Brian Armstrong, le PDG de Coinbase, s’est retrouvé au centre d’une tempête grandissante entre Wall Street et l’industrie de la cryptographie la semaine dernière au Forum économique mondial de Davos – et c’est devenu personnel.
Lors d’une rencontre fortuite autour d’un café avec l’ancien Premier ministre britannique Tony Blair, le PDG de JPMorgan Chase, Jamie Dimon, est intervenu brusquement, pointant du doigt et disant sans détour à Armstrong : « Vous êtes plein de conneries », selon un reportage de Le Wall Street Journal. Cette explosion a mis en évidence certaines des tensions vives qui existent entre les banques traditionnelles et les sociétés de cryptographie sur l’avenir de la réglementation financière américaine.
La confrontation, décrite par certains participants comme inhabituellement houleuse pour le rassemblement annuel des élites mondiales, faisait suite à la série d’apparitions télévisées d’Armstrong plus tôt dans la semaine.
Sur les réseaux d’affaires, il a accusé les grandes banques de tenter de saboter des dispositions clés de la loi du Sénat. Loi sur la clarté – un projet de loi sur la structure du marché de la cryptographie qui pourrait redéfinir la manière dont les actifs numériques sont réglementés et si les bourses peuvent offrir des récompenses de type intérêt sur les pièces stables.

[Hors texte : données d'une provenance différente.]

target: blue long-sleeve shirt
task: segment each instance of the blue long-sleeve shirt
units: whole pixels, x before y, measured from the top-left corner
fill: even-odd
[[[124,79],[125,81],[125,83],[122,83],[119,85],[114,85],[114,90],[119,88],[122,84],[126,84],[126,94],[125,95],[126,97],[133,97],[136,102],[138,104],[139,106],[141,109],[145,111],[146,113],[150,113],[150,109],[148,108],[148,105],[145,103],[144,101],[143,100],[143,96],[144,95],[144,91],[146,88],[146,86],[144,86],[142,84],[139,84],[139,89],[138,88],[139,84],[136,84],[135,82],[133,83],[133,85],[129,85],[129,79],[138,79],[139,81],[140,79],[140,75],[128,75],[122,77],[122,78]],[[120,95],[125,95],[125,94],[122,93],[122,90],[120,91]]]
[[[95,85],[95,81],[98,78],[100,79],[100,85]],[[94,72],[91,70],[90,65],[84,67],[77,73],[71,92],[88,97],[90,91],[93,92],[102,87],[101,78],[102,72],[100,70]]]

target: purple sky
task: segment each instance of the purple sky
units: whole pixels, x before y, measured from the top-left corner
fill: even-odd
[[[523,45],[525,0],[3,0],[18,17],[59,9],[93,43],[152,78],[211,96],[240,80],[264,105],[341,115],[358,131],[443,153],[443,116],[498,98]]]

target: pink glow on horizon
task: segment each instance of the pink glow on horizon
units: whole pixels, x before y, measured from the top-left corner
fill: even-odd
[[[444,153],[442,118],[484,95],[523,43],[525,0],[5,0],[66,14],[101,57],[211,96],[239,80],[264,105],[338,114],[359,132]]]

Armstrong a fait valoir que les banques utilisent la puissance législative pour étouffer la concurrence plutôt que de rivaliser équitablement dans un marché libre.
Au cœur du débat se trouve la question du rendement. Coinbase et d’autres offrent des récompenses sur les pièces stables – des jetons numériques indexés sur le dollar américain – qui peuvent rapporter environ 3,5 % aux détenteurs. Les banques traditionnelles, en revanche, paient presque zéro sur les comptes chèques et les comptes d’épargne.
Les dirigeants du secteur bancaire affirment qu’autoriser les plateformes de cryptographie à offrir de tels rendements est économiquement impossible à distinguer des intérêts sur les dépôts bancaires et pourrait déclencher un transfert massif des fonds des consommateurs hors du système bancaire. Ils préviennent que les banques communautaires pourraient avoir du mal à prêter aux entreprises si les dépôts s’érodent.
Le rôle de Coinbase dans la législation sur la cryptographie
Le plaidoyer d’Armstrong intervient alors que Loi sur la clarté se trouve dans une impasse législative. Le comité sénatorial des banques a brusquement reporté une majoration et un vote après que Coinbase a retiré son soutien au projet de loi, qualifiant le projet actuel de « sensiblement pire que le statu quo » en raison de ses restrictions sur les rendements stables des pièces et d’autres préoccupations.
A Davos, d’autres dirigeants de banques auraient gardé leurs distances. Le PDG de Bank of America, Brian Moynihan, aurait déclaré à Armstrong que si Coinbase souhaite proposer des produits de type dépôt, « soyez simplement une banque », soulignant la surveillance réglementaire étendue à laquelle les organismes de dépôt traditionnels sont confrontés.
Jane Fraser de Citigroup n’a offert au chef de Coinbase qu’une brève audience, et Charlie Scharf de Wells Fargo a refusé de s’engager du tout.
L’affrontement met en évidence une lutte plus large sur la manière dont le système financier américain évoluera à mesure que la cryptographie gagnera du terrain. La semaine prochaine, la Maison Blanche réunira les dirigeants du secteur bancaire et de la cryptographie pour discuter de la relance de la législation américaine sur la cryptographie, bloquée.